Too Many Bureaucratic Hurdles For Cannabis Research

Article by Mohammad-Reza Ghovanloo, Hamilton Spectator

Too many bureaucratic hurdles for cannabis research Why researchers are studying cannabis for promising antiseizure medication OPINION Nov 03, 2018 by Mohammad-Reza Ghovanloo Hamilton Spectator We’ve lost many years of potentially important research on the use of cannabis as medicine because of polarized views of the “weed” among researchers, policy-makers and the general public, writes Mohammad-Reza Ghovanloo. - UrosPoteko , Getty Images/iStockphoto

We’ve lost many years of potentially important research on the use of cannabis as medicine because of polarized views of the “weed” among researchers, policy-makers and the general public.

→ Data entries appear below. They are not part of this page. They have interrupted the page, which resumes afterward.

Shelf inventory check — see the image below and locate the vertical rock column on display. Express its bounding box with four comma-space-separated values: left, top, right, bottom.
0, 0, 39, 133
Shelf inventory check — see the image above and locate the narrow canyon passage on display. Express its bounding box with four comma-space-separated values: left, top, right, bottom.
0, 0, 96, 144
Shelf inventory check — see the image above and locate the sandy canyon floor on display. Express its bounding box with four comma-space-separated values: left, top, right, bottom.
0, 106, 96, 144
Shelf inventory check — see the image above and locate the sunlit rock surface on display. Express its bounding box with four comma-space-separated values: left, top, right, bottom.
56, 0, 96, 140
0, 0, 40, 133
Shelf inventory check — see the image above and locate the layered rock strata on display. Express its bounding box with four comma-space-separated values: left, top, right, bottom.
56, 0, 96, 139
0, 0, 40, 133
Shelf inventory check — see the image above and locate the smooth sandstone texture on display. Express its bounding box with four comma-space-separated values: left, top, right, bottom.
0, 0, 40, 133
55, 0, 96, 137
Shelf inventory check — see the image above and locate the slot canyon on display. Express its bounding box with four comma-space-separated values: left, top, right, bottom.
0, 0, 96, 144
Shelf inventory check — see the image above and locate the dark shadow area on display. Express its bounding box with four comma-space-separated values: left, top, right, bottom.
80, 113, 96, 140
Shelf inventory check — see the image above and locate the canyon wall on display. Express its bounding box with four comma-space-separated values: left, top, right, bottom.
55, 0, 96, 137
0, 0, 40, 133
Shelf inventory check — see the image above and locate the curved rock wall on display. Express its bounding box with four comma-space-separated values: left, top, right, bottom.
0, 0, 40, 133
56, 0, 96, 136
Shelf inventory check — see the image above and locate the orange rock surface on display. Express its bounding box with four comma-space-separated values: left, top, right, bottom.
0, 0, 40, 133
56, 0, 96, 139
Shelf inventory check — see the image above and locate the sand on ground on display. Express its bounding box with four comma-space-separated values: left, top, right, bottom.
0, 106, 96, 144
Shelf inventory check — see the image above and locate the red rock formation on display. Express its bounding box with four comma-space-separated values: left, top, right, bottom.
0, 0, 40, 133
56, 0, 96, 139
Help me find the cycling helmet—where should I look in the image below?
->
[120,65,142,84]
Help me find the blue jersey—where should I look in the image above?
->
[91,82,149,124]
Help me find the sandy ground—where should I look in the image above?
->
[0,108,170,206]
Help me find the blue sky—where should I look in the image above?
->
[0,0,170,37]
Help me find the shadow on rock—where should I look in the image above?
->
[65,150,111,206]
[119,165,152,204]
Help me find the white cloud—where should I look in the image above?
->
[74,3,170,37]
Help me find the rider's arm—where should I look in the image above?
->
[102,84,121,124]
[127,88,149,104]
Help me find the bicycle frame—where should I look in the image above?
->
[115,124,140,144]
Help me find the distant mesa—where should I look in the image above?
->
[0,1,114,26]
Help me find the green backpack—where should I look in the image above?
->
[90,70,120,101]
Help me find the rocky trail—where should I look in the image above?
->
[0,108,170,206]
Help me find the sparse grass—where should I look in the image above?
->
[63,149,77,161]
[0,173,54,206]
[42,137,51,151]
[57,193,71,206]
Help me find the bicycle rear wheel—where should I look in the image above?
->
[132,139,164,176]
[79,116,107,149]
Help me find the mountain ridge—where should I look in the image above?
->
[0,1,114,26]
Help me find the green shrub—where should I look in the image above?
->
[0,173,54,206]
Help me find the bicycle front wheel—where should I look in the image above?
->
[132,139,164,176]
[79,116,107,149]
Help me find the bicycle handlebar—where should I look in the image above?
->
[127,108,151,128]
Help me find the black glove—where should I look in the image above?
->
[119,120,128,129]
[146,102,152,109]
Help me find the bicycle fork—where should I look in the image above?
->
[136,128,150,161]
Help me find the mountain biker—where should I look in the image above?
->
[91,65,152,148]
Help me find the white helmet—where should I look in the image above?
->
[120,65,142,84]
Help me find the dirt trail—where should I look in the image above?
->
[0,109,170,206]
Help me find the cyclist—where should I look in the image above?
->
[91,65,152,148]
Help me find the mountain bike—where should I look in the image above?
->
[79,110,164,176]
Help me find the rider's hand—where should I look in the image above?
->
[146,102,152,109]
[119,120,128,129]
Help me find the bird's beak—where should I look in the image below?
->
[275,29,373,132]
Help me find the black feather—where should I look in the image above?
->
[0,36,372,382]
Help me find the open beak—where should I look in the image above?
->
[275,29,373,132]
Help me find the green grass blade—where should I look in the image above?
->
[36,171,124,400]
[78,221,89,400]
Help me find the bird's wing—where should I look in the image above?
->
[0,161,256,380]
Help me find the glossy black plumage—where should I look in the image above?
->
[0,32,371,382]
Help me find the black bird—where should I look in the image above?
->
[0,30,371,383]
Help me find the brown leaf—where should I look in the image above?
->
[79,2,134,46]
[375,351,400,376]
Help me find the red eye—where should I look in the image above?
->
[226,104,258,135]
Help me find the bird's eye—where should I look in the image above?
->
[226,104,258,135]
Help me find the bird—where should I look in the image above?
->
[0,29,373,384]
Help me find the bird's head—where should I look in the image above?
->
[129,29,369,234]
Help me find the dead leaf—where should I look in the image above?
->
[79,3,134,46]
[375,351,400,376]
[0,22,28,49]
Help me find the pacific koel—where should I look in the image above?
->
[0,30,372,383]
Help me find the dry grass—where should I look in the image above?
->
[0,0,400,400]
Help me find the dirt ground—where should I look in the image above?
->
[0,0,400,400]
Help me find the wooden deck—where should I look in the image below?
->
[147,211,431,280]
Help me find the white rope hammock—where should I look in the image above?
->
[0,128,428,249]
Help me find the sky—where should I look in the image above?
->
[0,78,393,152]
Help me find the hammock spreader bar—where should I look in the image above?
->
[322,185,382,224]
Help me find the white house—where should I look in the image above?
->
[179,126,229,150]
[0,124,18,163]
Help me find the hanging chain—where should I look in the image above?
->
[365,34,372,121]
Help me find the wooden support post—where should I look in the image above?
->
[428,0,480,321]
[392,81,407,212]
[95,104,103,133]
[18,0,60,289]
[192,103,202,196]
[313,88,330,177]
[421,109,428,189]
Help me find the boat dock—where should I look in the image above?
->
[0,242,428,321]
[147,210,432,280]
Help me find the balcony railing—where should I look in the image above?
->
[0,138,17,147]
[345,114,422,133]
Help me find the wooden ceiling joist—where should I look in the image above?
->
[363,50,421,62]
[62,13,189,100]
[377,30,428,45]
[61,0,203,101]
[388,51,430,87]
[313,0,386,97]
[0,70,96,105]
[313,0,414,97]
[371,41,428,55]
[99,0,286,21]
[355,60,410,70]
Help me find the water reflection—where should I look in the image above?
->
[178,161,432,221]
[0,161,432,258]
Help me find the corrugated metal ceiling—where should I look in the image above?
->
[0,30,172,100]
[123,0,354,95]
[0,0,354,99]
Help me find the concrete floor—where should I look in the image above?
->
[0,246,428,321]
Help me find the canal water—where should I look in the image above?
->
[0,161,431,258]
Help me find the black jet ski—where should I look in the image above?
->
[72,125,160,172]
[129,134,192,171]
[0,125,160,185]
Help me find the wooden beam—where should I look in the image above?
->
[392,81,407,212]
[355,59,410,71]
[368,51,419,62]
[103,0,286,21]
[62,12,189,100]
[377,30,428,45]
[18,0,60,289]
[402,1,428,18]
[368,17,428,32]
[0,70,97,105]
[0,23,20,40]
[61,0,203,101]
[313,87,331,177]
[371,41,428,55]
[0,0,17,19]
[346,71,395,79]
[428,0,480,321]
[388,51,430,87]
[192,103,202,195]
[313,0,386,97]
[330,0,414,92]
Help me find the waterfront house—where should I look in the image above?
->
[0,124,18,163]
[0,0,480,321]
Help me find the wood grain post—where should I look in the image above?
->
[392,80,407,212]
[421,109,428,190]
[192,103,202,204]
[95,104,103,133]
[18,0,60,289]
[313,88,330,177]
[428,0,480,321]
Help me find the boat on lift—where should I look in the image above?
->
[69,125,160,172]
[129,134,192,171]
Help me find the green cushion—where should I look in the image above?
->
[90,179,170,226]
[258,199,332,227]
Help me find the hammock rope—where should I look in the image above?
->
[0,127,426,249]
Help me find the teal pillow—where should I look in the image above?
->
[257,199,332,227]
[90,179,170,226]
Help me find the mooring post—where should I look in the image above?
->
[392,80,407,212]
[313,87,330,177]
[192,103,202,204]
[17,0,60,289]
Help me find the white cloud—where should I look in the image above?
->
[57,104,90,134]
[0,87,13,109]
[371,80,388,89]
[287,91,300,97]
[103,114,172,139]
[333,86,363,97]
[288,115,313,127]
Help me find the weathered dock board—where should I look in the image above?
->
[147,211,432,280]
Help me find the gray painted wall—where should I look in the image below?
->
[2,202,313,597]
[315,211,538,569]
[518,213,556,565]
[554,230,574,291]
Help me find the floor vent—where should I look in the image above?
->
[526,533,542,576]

On one side, there are those who see cannabis as a dangerous psychoactive drug that should be prohibited. On the other, there are those who view cannabis as panacea with the potential to treat every disease and condition known to humankind.

So now that cannabis is legal to smoke, will bureaucratic hurdles still make it hard to study? It’s time to remove the barriers to cannabis research. There’s still too much we don’t know — both potential benefits and risks.

Cannabis has some promising medicinal properties and its use as a possible anti-convulsive has a long history. New research from my colleagues and myself indicates why it may be effective.

Cannabis originated in the Himalayas and was first cultivated in China for seed and fibre production. Early records of using cannabis medicinally can be traced to Sumerians records around 1800 B.C., which mention using this plant against a variety of diseases, including convulsions. There are more recent records of cannabis use against epilepsy in Islamic literature.

During the twentieth century, the use of cannabis became illegal in many parts of the world due to its psychoactive (“high”) effects. These legal constraints made understanding the chemistry elusive until the 1960s.

It took over 20 years to determine how one of the main cannabinoids — ∆9-tetrahydrocannabinol, more commonly known as THC — causes its well-known effects, such as excessive anxiety and euphoria. THC is also reported to be an analgesic (an agent that acts to relieve pain), a muscle relaxant and an anti-inflammatory agent. This is where cannabis becomes interesting for medicinal use.

However, because of its noteworthy “high” effects, THC may not be an ideal therapeutic compound despite its potential benefits. Fortunately, there are other cannabinoids that may have the same effects as THC without its psychoactive properties, such as cannabidiol (CBD).